Adam Adkisson, a Home Depot employee in Bellevue, Tennessee, recently noticed a small envelope in aisle 22. When he picked it up, he discovered it was packed with $700 in cash. He could have kept the money and presumably no one would have been the wiser. Instead, he contacted a manager named Alissa Rocchi, who made a post about the envelope on Facebook.
A person responded, describing the envelope in detail and confirming that the money belonged to his business partner. The owner was grateful to get his money back since he planned to use it to buy Christmas gifts for his children.
Rocchi explained why she and Adkisson responded to the lost money as they did: “One of [Home Depot’s] core values says to do the right thing. That is just us living our core values.”
Imagine how different our society would be if everyone agreed.
How many Americans believe in heaven and hell?
For decades now, we have been living in a “post-truth” culture. The claim that all truth claims are personal and subjective is known academically as “relativism.” It is inherently illogical, of course: to claim there are no objective truths is to make an objective truth claim. It’s like saying, “It’s a fact that there are no such things as facts.”
Nonetheless, the delusion that reality must conform to our opinions is pervasive and exceedingly dangerous today. For example, a recent study found that only 61 percent of Americans believe in the existence of heaven and hell. What’s more, only half of those who think hell exists believe it will be a place of suffering.
Of course, I can deny the existence of the Washington Monument, but that doesn’t make the Washington Monument less real. Such spiritual relativism is one of Satan’s subtlest strategies. If he can lure us into viewing eternal realities through the prism of our personal beliefs, by the time we discover how tragically wrong we were, it will be too late.

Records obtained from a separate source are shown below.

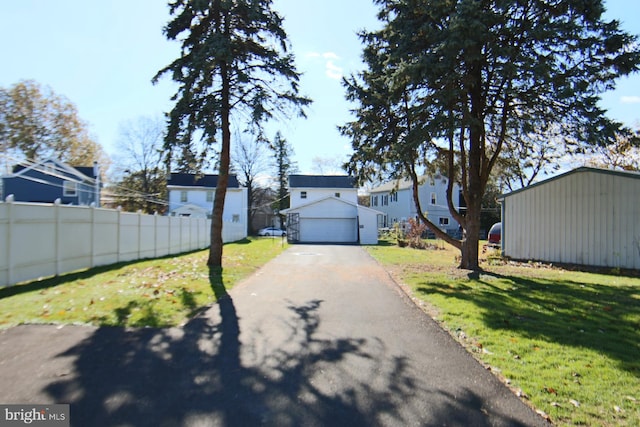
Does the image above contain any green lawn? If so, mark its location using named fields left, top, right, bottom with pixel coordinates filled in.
left=368, top=244, right=640, bottom=426
left=0, top=238, right=286, bottom=328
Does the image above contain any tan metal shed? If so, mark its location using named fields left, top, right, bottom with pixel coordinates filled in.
left=500, top=167, right=640, bottom=269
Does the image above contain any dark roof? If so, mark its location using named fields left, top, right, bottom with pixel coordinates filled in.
left=498, top=166, right=640, bottom=200
left=13, top=160, right=94, bottom=178
left=167, top=172, right=239, bottom=188
left=71, top=166, right=94, bottom=178
left=289, top=175, right=356, bottom=188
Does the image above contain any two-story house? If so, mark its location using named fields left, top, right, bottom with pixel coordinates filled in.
left=283, top=175, right=382, bottom=244
left=370, top=175, right=460, bottom=234
left=167, top=173, right=248, bottom=230
left=2, top=159, right=101, bottom=206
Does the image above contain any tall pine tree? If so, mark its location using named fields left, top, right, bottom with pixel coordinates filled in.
left=154, top=0, right=311, bottom=267
left=342, top=0, right=640, bottom=269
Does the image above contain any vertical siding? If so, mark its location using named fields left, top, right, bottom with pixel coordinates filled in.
left=503, top=170, right=640, bottom=269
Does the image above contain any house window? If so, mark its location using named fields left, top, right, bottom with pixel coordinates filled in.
left=62, top=181, right=78, bottom=197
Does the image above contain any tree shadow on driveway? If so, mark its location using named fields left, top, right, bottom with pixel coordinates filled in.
left=46, top=269, right=536, bottom=426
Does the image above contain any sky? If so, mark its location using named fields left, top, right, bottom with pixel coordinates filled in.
left=0, top=0, right=640, bottom=177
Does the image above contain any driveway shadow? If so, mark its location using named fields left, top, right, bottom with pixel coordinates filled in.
left=46, top=269, right=442, bottom=426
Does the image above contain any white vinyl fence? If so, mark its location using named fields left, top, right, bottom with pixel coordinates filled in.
left=0, top=201, right=246, bottom=287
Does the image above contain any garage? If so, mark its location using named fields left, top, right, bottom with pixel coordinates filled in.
left=282, top=196, right=382, bottom=245
left=300, top=218, right=358, bottom=243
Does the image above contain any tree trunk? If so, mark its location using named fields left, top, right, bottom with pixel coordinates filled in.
left=460, top=198, right=482, bottom=270
left=207, top=63, right=231, bottom=267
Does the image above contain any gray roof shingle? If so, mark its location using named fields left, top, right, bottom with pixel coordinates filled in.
left=289, top=175, right=356, bottom=188
left=167, top=172, right=239, bottom=188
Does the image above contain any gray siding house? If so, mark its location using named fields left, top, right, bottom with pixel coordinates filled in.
left=369, top=175, right=460, bottom=234
left=282, top=175, right=382, bottom=245
left=2, top=159, right=100, bottom=206
left=501, top=167, right=640, bottom=269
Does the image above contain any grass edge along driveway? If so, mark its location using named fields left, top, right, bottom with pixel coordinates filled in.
left=0, top=238, right=287, bottom=328
left=367, top=243, right=640, bottom=426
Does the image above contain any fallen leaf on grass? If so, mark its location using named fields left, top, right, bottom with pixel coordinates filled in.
left=536, top=409, right=551, bottom=422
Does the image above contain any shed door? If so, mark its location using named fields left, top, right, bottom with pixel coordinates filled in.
left=300, top=218, right=358, bottom=243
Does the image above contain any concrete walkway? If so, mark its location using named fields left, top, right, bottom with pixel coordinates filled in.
left=0, top=245, right=546, bottom=426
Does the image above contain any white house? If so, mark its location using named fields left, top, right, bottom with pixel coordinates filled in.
left=167, top=173, right=248, bottom=241
left=501, top=167, right=640, bottom=269
left=282, top=175, right=382, bottom=244
left=370, top=175, right=460, bottom=237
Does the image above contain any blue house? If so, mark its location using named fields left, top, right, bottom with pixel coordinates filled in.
left=2, top=159, right=100, bottom=206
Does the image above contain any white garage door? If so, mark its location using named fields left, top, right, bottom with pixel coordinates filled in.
left=300, top=218, right=358, bottom=243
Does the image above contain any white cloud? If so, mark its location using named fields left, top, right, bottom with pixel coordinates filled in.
left=620, top=96, right=640, bottom=104
left=322, top=52, right=340, bottom=59
left=305, top=52, right=343, bottom=80
left=325, top=60, right=342, bottom=80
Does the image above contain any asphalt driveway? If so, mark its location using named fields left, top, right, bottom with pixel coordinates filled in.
left=0, top=245, right=546, bottom=426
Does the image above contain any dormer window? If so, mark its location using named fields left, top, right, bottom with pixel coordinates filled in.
left=62, top=181, right=78, bottom=197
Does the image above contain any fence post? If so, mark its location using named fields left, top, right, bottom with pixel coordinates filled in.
left=6, top=194, right=15, bottom=286
left=153, top=211, right=158, bottom=258
left=116, top=206, right=122, bottom=262
left=53, top=199, right=62, bottom=276
left=90, top=202, right=97, bottom=268
left=137, top=209, right=142, bottom=259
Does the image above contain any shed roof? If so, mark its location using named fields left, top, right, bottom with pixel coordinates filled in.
left=498, top=166, right=640, bottom=200
left=289, top=175, right=356, bottom=188
left=167, top=172, right=239, bottom=188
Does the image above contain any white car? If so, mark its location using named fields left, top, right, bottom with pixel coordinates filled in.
left=258, top=227, right=287, bottom=236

The philosophical theologian John Hick illustrated this theme with a parable: two men are on a journey, one a Christian and one a skeptic. The Christian is convinced that their road will lead to the Holy City, while the skeptic is convinced it will lead nowhere significant.
The two men travel together for many days. Across their journey, they encounter times of sunshine and times of rain, days when hiking is easy and days when it is difficult. All the while, the believer is certain that he is headed to his eternal reward, and the skeptic is certain that he is going nowhere important.
Finally, the two come to the last bend in the road and one is right while the other is wrong.
A friend’s thoughtful email
Today’s discussion was prompted by an insightful email I received from a dear friend in response to yesterday’s Daily Article. I noted in my column that Cambridge Dictionary has altered its definitions of the words man and woman so that they can refer to people who were born with a different sex than the identity they now claim.
My friend asked, “In larger scale, what is the relevance of a dictionary if its editors can change definitions based on their personal subjective truth? What will we do when different dictionaries offer conflicting definitions? Which student’s answer is correct on the test? And has the time come for something akin to a Christian dictionary?”
If words can mean anything we want them to mean, we cannot have speed limits or traffic laws. If your “north” is different from my “north,” we cannot have a map that works for us both. Of course, the nonsense of such a worldview is intuitively obvious. This is why relativists only exercise relativism when it benefits them personally.
People who have decided there is no such thing as heaven or hell are people who don’t want to live with the fact that their beliefs and actions in this world have eternal consequences in the next. Heterosexuals who support same-sex marriage in the name of “tolerance” want that same tolerance extended to them when they make unbiblical choices of their own.
A conversation with an Iranian server
My wife and I were eating dinner in San Antonio recently when we got into a conversation with our server. He told us that he had immigrated to our country from Iran because of the persecution he faced there over his Christian beliefs.
I asked him if he had been treated well in America, hoping that his Iranian ethnicity had not caused difficulties for him in our country. He understood my question to refer instead to his faith and responded, “Everything is easy in America because no one here cares about your religion.”
Of course, Someone does.
Consider God’s prophetic warning: “I will search Jerusalem with lamps, and I will punish the men who are complacent, those who say in their hearts, ‘The Lᴏʀᴅ will not do good, nor will he do ill’” (Zephaniah 1:12). By contrast, God assures his people, “If you are willing and obedient, you shall eat the good of the land” (Isaiah 1:19).
Consider these two verses in the context of Christmas: A loving father cannot give his children presents that will harm them. Conversely, he cannot give them good gifts they are not close enough to him to receive.
“Living our core values”
If you reject the relativism of our day and choose to live by the inspired, authoritative word of God, you will position yourself to experience and to share your Father’s best. And, as with the Home Depot employees in Tennessee, our confused culture will take notice of such sacrificial character.
Their example prompts a question appropriate for every follower of Jesus: Are you “living our core values” today?